I have a problem w/ my computer, my network connections icon have a exclamation mark (!) and it say i don't have internet access,.

but luckily i have internet access but i can't remote my computer,

Is there a helpful tip from you guys?

Hoping for your quick response.


----------



## Wand3r3r (Sep 17, 2010)

*Re: Exclamation Point in my Network's icon*

Provide a pic of the network section with the exclaimation point [which indicates a driver is not installed]

The can't remote issue is not related.
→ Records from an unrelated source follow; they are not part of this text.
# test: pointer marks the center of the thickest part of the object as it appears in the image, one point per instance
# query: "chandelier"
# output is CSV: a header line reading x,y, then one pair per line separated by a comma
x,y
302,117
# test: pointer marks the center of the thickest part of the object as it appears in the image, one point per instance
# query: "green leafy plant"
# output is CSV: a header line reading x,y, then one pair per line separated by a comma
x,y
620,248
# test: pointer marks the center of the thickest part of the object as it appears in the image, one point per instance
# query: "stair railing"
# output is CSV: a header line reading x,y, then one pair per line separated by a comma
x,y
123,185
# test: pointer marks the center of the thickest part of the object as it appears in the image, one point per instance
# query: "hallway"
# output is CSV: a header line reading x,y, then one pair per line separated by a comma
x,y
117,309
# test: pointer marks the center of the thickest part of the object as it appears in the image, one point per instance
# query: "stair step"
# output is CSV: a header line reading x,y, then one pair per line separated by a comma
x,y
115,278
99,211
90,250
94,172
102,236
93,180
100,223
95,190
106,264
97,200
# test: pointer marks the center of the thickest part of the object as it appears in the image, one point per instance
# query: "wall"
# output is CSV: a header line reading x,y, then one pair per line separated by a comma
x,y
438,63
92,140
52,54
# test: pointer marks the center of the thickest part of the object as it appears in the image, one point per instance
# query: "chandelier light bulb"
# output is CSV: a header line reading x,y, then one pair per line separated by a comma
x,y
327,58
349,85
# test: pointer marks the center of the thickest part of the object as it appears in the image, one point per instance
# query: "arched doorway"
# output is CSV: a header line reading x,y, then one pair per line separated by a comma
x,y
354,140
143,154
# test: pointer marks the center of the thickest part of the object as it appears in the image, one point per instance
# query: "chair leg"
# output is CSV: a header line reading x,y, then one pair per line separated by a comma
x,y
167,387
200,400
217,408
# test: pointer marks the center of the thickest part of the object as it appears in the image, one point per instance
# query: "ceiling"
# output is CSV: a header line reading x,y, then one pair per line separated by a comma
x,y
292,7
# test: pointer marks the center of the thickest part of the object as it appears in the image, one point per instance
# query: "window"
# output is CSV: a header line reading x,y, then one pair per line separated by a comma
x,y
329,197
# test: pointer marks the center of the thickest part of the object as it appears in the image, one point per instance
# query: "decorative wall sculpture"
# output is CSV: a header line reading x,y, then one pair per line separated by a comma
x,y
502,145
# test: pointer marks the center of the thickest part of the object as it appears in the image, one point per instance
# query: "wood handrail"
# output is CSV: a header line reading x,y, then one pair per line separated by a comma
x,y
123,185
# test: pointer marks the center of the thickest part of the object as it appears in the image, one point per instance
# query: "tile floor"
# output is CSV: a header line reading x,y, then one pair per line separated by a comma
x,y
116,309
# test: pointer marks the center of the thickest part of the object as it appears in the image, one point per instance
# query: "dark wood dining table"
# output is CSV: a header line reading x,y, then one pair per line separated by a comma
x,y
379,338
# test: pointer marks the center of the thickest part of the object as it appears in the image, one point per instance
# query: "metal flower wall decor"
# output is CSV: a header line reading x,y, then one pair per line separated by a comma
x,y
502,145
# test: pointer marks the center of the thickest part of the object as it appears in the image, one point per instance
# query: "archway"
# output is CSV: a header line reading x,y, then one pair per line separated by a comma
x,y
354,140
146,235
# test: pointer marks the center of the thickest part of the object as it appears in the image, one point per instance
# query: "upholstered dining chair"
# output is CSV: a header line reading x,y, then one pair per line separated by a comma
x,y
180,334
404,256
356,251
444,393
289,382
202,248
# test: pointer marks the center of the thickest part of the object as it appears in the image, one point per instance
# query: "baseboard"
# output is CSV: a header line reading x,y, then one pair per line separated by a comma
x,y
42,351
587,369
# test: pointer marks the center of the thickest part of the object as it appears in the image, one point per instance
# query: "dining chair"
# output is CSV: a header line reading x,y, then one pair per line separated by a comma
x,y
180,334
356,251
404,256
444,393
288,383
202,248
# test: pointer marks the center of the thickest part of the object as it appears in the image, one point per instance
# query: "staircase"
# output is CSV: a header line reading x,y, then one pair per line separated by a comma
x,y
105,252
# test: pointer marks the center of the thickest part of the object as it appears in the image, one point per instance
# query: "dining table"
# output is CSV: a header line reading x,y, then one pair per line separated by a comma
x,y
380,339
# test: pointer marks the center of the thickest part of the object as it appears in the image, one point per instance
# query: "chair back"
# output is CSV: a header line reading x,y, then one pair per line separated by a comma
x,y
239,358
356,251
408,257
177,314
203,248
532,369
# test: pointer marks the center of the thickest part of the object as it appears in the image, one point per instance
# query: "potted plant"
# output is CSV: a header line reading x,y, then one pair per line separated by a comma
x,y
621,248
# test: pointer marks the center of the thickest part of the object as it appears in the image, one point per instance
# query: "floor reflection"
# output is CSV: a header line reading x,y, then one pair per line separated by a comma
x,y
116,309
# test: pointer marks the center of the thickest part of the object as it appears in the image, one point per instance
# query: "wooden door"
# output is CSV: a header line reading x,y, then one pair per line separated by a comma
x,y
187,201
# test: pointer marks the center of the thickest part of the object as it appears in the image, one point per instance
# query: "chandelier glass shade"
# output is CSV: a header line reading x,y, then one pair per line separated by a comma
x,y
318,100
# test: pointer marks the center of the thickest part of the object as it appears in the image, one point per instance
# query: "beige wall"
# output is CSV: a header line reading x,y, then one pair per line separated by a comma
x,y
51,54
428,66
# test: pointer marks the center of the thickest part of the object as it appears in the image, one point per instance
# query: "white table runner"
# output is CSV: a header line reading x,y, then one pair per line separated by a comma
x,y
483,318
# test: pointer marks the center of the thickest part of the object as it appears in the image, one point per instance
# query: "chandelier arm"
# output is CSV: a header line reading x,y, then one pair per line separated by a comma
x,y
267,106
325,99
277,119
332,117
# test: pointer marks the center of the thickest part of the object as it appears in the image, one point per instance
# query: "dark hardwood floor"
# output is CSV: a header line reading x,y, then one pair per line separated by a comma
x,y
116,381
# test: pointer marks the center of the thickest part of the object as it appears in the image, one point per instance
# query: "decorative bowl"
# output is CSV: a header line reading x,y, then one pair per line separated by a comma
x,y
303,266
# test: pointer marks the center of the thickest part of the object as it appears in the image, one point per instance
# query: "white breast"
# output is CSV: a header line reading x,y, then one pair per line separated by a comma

To RDP to your pc from the outside you have to port forward port 3389 to the static ip of your pc.


----------



## Rio Pauline (Feb 28, 2012)

*Re: Exclamation Point in my Network's icon*



Rio Pauline said:


> Hi guys!
> 
> I have a problem w/ my computer, my network connections icon have a exclamation mark (!) and it say i don't have internet access,.
> 
> ...




Thank You for the response,. i have found out that I don't have a default gateway in my i.p. configuration,.

I think somebody have played a tricked on me.

:hide:Thank You again guys..


----------



## 2xg (Aug 5, 2009)

*Re: Exclamation Point in my Network's icon*

All sorted now?


----------



## Rio Pauline (Feb 28, 2012)

*Re: Exclamation Point in my Network's icon*



2xg said:


> All sorted now?




Yup,.Thanks...:flowers:


----------